Estos productos a granel probablemente se almacenaban en las ánforas más grandes, mientras que las más pequeñas podrían haber contenido mermeladas, frutas, miel, avellanas, almendras y artículos suntuarios como perfumes.

Muchas tripulaciones mercantes del Periodo Clásico consistían de 10 a 15 marineros. Llegado el Periodo Romano Tardío, los adelantos en tecnología de navegación, como las velas latinas que se extendían de proa a popa, redujeron las tripulaciones a solo cinco a siete personas. A diferencia de las famosas naves de guerra griegas y romanas, llamadas trirremes, los barcos mercantes, más pequeños, navegaban utilizando el poder de sus velas en vez de que bancos de remeros. (Lee: Romanos en Francia)

Al parecer, algunos de los barcos de las inmediaciones de Fourni toparon con repentinas tormentas y fuertes vientos que los hicieron pedazos contra acantilados y formaciones rocosas en aguas someras.

“Si observamos el patrón espacial de los sitios, es posible reconstruir una historia plausible de lo ocurrido”, dice Peter Campbell, un codirector del proyecto, de la Universidad de Southampton. “Parece que algunos anclaron detrás de acantilados para protegerse de un viento del noroeste, pero eso los dejó vulnerables a un viento del sur que los empujó contra los acantilados”.

Una ánfora romana es levantada por un arqueólogo para llevarla a un laboratorio en Atenas.

Foto: V. Mentogianis

Las posibilidades de supervivencia de los marineros antiguos habrían sido pocas. “De los 22 naufragios que estudiamos, tal vez hubo cuatro donde los marineros habrían podido nadar a una playa o costa. Pero la mayor parte de los sitios estaban junto a acantilados escarpados.

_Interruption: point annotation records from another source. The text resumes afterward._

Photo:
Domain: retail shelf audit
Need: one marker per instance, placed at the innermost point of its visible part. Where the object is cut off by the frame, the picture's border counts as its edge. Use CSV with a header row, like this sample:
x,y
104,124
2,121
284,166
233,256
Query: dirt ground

De ninguna manera habrían sobrevivido a una tormenta”, asegura Campbell.

Los arqueólogos apenas han empezado a analizar el material recuperado de los naufragios, en septiembre, pero la cantidad obtenida de los barcos del Periodo Romano Tardío es impresionante. Sospechan que este aparente pico en el tráfico podría estar vinculado con el surgimiento de Constantinopla y el Imperio Romano Oriental en el siglo IV. Esperan que la investigación responda muchas interrogantes específicas sobre las redes comerciales marítimas de la antigüedad y cómo se relacionaban con las estructuras políticas cambiantes del Mediterráneo oriental.

Antes del estudio de septiembre, Fourni ya era un área conocida por algunos contrabandistas. Los habitantes de la localidad informaron de actividades sospechosas en el agua cerca de ciertos sitios y los arqueólogos encontraron evidencias de saqueo cuando exploraron los restos.

Precisar la localización de los 22 naufragios facilitará que las autoridades griegas supervisen los sitios. Los arqueólogos esperan también que el conocimiento adquirido durante las excavaciones brinde a las comunidades locales una conexión más estrecha con su historia.

“Una población local comprometida es la mejor forma de protección”, afirma Campbell.